The degree to which electrolyte abnormalities contribute to EVD pathogenesis was not appreciated in earlier outbreak responses because real-time serum electrolyte data were not available. The ability to acquire these measurements in patients during the West African EVD outbreak, as well as the degree of profuse watery diarrhea that was reported, have brought to the forefront the severity of electrolyte imbalances in EVD and the impact electrolytes could have on patient outcome. Such data were first collected during the SUDV outbreak in Gulu, Uganda, in 2000–2001, during which elevated BUN/Cre levels and hypocalcemia were associated with severe disease and fatal outcomes (Rollin et al. 2007). Data from African cohorts (Hunt et al. 2015) combined with data from repatriated patients who were cared for in developing nations (Uyeki et al. 2016b) have revealed potassium abnormalities, hyponatremia, hypomagnesemia, and hypocalcemia. Some of these alterations may be related to acute renal injury that is also common among severely ill patients; others might be related to volume and electrolyte imbalance secondary to profuse watery diarrhea. The clinical consequences of electrolyte imbalances could include cardiac arrhythmias, seizures, or coma. Indeed, 41% of the repatriated patients exhibited arrhythmia or electrocardiographic changes, one patient had seizures, and three were in a coma (Uyeki et al. 2016b). Electrolyte levels are easily measured blood chemistry parameters that can be corrected with electrolyte and fluid administration. Such measures may have contributed to improved outcomes during the recent outbreak, as one EVD treatment center that incorporated these data into patient management had a case fatality rate of only 37%, significantly lower than the 50 and 74% rates reported from two other treatment centers in Sierra Leone (Hunt et al. 2015; Schieffelin et al. 2014; Lanini et al. 2015).

7 Endothelial Dysfunction

Multiple lines of evidence have suggested that the endothelium is dysfunctional during EVD. While endothelial cells are directly infected, they do not show significant cytopathic effect, and endothelial infection is thought to occur during the terminal phase of the illness (Martines et al. 2015; Geisbert et al. 2003c). The overall dysfunction of the endothelium is thought to be an indirect effect of pro-inflammatory cytokines like TNF-alpha (Villinger et al. 1999; Feldmann et al. 1996), or other molecules, like nitric oxide, that increase the permeability of the endothelium during inflammation (Sanchez et al. 2004). Increased levels of several pro-inflammatory cytokines and chemokines are associated with EVD-related deaths (Baize et al. 2002; Wauquier et al. 2010; Gupta et al. 2012; Hutchinson and Rollin 2007; McElroy et al. 2014a, b). Infected antigen-presenting cells, such as macrophages, DCs, or monocytes are the presumed source of these cytokines (Feldmann et al. 1996; Gupta et al. 2001), and these cytokines lead to endothelial activation.

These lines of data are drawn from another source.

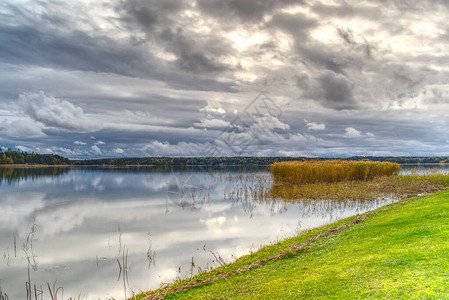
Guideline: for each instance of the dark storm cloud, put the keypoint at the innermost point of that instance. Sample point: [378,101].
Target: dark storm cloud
[330,89]
[250,10]
[188,58]
[297,25]
[149,14]
[372,75]
[76,50]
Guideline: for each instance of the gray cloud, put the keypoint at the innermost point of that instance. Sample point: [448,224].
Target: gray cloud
[149,77]
[56,113]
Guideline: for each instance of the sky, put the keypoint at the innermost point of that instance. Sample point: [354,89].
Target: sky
[100,78]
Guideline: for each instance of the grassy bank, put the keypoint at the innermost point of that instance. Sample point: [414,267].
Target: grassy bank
[398,251]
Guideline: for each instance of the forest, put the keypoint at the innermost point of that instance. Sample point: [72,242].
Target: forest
[10,157]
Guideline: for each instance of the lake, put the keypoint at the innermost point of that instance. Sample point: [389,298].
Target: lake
[98,233]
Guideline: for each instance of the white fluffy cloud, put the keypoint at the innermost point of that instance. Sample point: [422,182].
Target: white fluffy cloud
[351,132]
[56,113]
[315,126]
[23,128]
[212,123]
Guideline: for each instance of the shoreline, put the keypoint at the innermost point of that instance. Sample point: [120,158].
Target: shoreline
[178,166]
[361,244]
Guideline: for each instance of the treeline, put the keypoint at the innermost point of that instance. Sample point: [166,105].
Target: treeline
[18,157]
[186,161]
[10,157]
[242,160]
[9,175]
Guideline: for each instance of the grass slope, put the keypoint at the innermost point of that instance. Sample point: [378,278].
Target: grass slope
[399,252]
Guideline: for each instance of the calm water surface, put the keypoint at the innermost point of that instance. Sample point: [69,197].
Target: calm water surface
[102,232]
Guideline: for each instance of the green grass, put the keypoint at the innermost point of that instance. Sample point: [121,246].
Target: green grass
[399,252]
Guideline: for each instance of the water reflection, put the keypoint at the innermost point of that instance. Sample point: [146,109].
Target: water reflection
[8,175]
[104,232]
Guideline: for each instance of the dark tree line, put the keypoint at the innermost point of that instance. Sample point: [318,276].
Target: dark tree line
[239,161]
[20,157]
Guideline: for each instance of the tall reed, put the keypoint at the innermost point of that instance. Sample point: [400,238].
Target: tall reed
[331,170]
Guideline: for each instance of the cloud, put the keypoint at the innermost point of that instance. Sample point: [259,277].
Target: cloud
[96,150]
[55,113]
[118,151]
[213,108]
[23,128]
[352,133]
[212,123]
[315,126]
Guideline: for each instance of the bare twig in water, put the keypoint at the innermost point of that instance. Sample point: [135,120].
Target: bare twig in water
[218,258]
[54,291]
[150,254]
[3,296]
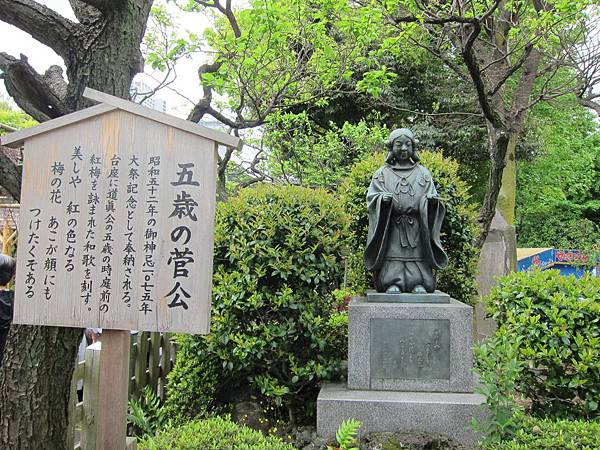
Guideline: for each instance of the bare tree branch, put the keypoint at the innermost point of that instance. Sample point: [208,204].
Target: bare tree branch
[34,93]
[41,22]
[10,174]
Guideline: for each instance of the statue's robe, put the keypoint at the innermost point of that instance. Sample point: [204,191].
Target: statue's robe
[403,245]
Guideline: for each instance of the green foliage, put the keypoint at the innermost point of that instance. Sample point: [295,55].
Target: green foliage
[147,415]
[558,190]
[302,152]
[458,231]
[556,320]
[346,434]
[15,119]
[562,226]
[545,434]
[498,367]
[282,53]
[215,433]
[278,257]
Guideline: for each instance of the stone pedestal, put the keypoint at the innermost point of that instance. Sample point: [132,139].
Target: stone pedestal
[409,369]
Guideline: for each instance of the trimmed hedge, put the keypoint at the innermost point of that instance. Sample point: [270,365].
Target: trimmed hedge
[558,321]
[544,434]
[215,433]
[459,229]
[275,331]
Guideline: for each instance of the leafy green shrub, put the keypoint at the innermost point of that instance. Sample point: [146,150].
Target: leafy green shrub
[458,231]
[498,367]
[278,258]
[215,433]
[544,434]
[557,319]
[147,415]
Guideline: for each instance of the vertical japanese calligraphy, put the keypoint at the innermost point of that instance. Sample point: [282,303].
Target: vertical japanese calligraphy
[181,256]
[117,227]
[153,168]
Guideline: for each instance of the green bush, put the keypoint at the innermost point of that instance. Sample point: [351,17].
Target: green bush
[563,226]
[458,231]
[275,329]
[544,434]
[557,319]
[215,433]
[498,367]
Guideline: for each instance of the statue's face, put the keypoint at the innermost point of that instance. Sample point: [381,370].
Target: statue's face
[402,148]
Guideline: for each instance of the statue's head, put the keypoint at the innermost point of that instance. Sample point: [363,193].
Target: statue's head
[402,145]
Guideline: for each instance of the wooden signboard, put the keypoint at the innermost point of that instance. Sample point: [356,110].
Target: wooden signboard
[117,212]
[116,232]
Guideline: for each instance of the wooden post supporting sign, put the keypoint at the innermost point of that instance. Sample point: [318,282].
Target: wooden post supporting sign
[113,387]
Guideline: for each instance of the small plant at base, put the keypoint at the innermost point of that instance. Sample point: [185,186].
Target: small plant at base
[346,435]
[147,415]
[498,367]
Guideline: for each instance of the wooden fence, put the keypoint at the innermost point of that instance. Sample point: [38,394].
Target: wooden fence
[152,356]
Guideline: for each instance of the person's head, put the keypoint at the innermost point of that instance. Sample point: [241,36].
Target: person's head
[402,146]
[8,267]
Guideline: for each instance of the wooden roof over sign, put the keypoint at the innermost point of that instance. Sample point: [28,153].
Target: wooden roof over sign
[110,103]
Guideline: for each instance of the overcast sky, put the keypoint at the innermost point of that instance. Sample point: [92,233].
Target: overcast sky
[14,42]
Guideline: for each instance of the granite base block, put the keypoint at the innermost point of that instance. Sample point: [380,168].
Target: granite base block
[423,347]
[407,297]
[385,411]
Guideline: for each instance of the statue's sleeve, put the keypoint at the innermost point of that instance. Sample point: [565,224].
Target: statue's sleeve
[432,212]
[379,219]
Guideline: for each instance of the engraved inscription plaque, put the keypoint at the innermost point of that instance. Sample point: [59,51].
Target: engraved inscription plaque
[410,349]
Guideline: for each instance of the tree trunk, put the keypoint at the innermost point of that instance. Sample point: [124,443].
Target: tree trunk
[507,198]
[498,140]
[38,363]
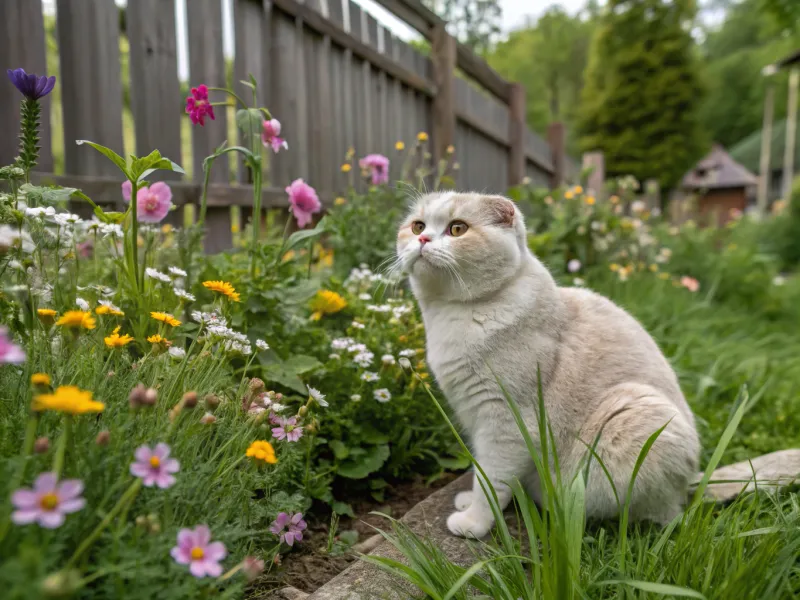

Increased vascular permeability due to loosening of the endothelial barrier is a normal and necessary physiologic function that allows cells and biomolecules to reach sites of inflammation, but widespread activation in many inflammatory diseases results in fluid movement that can be detrimental to the host. Clinical and laboratory findings in EVD, including tachypnea (with or without pulmonary edema), hypotension, oliguria, tachycardia, impaired distal perfusion, hypoalbuminemia, and hemoconcentration, are consistent with fluid extravasation into extravascular spaces secondary to increased vascular permeability (Rollin et al. 2007; Uyeki et al. 2016b; Hunt et al. 2015; Chertow et al. 2014). This constellation of clinical findings is thought ultimately to lead to hypovolemic shock in fatal cases.

In recent years, additional evidence that dysfunctional endothelia contribute to the disease process include the findings of increased levels of sICAM, thrombomodulin, PE-CAM, and P-selectin in patients with severe or fatal disease (McElroy et al. 2014a, b). All of these biomarkers, when released into the plasma, indicate an activated endothelium and/or breakdown of endothelial intercellular junctions. An activated endothelium is both pro-inflammatory and pro-coagulant, and likely contributes both to the ongoing inflammatory response that characterizes severe EVD and to the coagulopathy that has been observed in some patients (discussed in more detail below).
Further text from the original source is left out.